Weather-Responsive Setpoint Adjustment
The most sophisticated element of the Energy Optimisation Agent's analysis is its integration of weather forecast data to pre-empt comfort and efficiency issues before they develop. Rather than waiting for indoor conditions to drift outside comfort parameters and then reacting with setpoint adjustments, the agent analyses forecast data up to 72 hours ahead and recommends proactive setpoint modifications that keep the building comfortable while minimising energy consumption.
This weather-responsive approach is particularly valuable for buildings with significant thermal mass — older masonry construction, for example — where the indoor temperature response to outdoor conditions lags by several hours. A building that will be significantly warmer tomorrow afternoon due to forecast temperatures can have its cooling schedule pre-loaded tonight, preventing the morning setpoint scramble that typically causes both occupant discomfort and demand spikes.
BMS Integration and the Data Pipeline
The Energy Optimisation Agent connects to building management systems through the FacilityFlow BMS integration layer, which supports direct API connections to major BMS platforms including Siemens Desigo CC, Honeywell EBI, Johnson Controls Metasys, and Schneider Electric EcoStruxure. For BMS platforms without direct API connectivity, the agent supports BACIP/IP and Modbus TCP connections through the FacilityFlow IoT gateway.

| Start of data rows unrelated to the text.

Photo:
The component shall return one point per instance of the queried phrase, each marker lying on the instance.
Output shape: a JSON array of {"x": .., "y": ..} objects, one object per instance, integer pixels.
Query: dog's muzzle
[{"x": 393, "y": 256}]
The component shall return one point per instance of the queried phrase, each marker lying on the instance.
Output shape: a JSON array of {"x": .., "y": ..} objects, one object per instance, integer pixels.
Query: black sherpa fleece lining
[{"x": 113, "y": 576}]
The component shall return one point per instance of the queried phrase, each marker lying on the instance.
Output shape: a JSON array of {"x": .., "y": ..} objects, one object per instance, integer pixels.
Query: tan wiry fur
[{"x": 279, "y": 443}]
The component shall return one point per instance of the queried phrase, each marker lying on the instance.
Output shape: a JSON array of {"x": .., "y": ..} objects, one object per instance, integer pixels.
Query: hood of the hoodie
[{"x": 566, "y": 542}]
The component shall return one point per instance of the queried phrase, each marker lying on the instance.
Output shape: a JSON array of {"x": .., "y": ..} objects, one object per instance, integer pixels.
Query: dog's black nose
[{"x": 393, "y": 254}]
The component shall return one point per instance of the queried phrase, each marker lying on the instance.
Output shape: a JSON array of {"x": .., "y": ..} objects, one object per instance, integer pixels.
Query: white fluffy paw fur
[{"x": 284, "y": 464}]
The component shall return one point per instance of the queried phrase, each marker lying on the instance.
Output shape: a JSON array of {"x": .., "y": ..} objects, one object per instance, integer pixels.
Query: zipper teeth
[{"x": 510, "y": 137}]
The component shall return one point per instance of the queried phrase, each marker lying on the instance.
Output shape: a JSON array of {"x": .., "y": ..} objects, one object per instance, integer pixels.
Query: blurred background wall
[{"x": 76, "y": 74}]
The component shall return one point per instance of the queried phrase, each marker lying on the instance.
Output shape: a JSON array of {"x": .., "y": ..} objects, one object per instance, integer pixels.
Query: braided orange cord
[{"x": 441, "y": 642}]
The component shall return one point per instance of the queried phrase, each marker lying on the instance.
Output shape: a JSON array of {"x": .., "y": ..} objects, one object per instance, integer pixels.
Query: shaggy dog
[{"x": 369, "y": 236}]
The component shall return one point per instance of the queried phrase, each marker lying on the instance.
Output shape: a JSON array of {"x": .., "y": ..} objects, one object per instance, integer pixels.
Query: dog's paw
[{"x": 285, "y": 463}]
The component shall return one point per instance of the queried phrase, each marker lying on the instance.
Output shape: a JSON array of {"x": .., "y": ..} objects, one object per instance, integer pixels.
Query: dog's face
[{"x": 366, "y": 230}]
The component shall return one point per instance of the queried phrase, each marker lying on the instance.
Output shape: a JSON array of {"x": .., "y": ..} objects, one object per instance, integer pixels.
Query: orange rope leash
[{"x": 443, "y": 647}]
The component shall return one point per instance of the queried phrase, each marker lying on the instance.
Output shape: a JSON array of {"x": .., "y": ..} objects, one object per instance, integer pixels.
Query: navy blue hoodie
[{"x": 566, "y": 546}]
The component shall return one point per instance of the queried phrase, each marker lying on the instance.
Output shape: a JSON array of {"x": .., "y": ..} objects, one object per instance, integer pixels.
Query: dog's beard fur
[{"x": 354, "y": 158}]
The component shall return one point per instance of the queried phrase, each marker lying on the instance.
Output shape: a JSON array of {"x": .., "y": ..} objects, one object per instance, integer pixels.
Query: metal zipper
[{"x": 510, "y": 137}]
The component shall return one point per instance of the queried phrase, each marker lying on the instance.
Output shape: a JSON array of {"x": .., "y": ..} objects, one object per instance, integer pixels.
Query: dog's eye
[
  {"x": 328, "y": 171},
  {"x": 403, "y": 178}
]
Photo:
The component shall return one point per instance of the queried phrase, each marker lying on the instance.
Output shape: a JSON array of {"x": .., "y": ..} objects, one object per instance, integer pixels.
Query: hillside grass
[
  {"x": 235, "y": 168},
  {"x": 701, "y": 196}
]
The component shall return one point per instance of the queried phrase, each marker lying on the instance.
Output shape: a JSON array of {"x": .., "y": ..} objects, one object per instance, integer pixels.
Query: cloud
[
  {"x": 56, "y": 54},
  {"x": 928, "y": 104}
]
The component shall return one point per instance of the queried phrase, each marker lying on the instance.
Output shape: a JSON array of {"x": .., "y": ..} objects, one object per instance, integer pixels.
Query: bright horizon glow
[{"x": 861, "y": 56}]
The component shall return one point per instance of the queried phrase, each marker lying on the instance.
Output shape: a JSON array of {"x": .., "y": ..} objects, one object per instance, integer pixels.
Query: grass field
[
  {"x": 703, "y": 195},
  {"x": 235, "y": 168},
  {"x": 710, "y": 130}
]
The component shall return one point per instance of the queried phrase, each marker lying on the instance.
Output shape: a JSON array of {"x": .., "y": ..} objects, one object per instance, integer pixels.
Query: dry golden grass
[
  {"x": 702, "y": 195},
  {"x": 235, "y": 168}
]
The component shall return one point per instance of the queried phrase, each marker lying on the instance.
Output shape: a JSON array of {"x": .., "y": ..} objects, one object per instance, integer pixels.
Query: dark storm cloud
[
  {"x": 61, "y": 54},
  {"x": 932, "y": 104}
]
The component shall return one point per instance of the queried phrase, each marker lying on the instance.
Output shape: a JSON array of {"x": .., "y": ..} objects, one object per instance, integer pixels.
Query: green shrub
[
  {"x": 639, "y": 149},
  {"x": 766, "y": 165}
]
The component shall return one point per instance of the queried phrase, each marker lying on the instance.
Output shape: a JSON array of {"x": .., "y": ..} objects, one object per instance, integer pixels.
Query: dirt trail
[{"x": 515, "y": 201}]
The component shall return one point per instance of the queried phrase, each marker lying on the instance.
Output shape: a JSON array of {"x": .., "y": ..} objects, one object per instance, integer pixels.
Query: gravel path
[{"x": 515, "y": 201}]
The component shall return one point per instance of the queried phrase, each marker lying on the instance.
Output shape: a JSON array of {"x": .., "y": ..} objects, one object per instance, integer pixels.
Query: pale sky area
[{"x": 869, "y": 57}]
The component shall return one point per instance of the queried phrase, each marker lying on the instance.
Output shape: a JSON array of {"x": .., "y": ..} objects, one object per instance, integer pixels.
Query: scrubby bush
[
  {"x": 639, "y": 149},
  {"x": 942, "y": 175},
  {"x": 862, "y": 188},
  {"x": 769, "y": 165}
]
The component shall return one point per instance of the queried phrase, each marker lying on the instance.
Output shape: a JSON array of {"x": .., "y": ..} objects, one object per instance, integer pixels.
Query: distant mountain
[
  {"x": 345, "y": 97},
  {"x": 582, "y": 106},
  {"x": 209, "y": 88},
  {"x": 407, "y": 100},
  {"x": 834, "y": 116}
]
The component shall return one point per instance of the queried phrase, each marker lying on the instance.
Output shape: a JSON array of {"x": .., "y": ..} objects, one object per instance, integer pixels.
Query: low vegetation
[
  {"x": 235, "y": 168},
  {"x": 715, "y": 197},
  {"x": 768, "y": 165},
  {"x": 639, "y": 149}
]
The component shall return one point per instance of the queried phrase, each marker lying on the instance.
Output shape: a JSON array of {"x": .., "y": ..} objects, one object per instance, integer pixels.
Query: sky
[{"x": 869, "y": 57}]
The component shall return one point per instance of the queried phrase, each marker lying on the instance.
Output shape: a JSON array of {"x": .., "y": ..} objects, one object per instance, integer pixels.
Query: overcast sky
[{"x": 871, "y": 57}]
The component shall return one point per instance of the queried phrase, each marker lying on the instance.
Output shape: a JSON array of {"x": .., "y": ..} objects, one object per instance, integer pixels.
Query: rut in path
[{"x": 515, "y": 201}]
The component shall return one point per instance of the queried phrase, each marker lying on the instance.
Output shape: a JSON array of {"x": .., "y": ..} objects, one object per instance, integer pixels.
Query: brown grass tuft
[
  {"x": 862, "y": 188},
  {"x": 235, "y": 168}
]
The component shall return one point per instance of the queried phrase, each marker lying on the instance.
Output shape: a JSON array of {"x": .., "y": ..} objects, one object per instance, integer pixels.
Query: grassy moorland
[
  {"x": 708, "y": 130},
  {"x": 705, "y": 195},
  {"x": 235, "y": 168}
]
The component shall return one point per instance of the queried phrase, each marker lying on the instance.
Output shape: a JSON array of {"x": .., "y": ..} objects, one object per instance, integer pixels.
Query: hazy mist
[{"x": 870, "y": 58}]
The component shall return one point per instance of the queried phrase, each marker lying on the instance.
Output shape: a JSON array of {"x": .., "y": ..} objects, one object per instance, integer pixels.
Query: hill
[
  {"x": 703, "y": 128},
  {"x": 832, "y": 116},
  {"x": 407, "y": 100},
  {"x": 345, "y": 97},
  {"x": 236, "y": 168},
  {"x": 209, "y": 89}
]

Data is collected at one-minute intervals for active monitoring of fast-changing parameters like zone temperatures and damper positions, and at 15-minute intervals for energy metering data aligned with half-hourly billing periods. This granularity is sufficient to detect drift events as they develop rather than after they have become embedded — which is the critical difference between effective energy management and retrospective energy reporting.
The 10 to 15 Percent Reduction Benchmark
Across deployments where the Energy Optimisation Agent has access to comprehensive BMS data and metered consumption data by zone, operational efficiency improvements consistently deliver reductions in overall building energy bills of 10 to 15 percent.
This range reflects the variety of starting conditions across different building types. A building that has been actively managed for efficiency for several years will be at the lower end. A building that has had minimal active energy management and has accumulated significant setpoint drift, off-hours waste, and peak demand inefficiency will achieve reductions towards the upper end.
For a building with a £250,000 annual energy bill, a 12 percent reduction represents £30,000 per year in avoided costs. That figure covers the FacilityFlow subscription cost many times over and is achieved through operational changes rather than capital expenditure — making the ROI case straightforward to demonstrate in any financial review.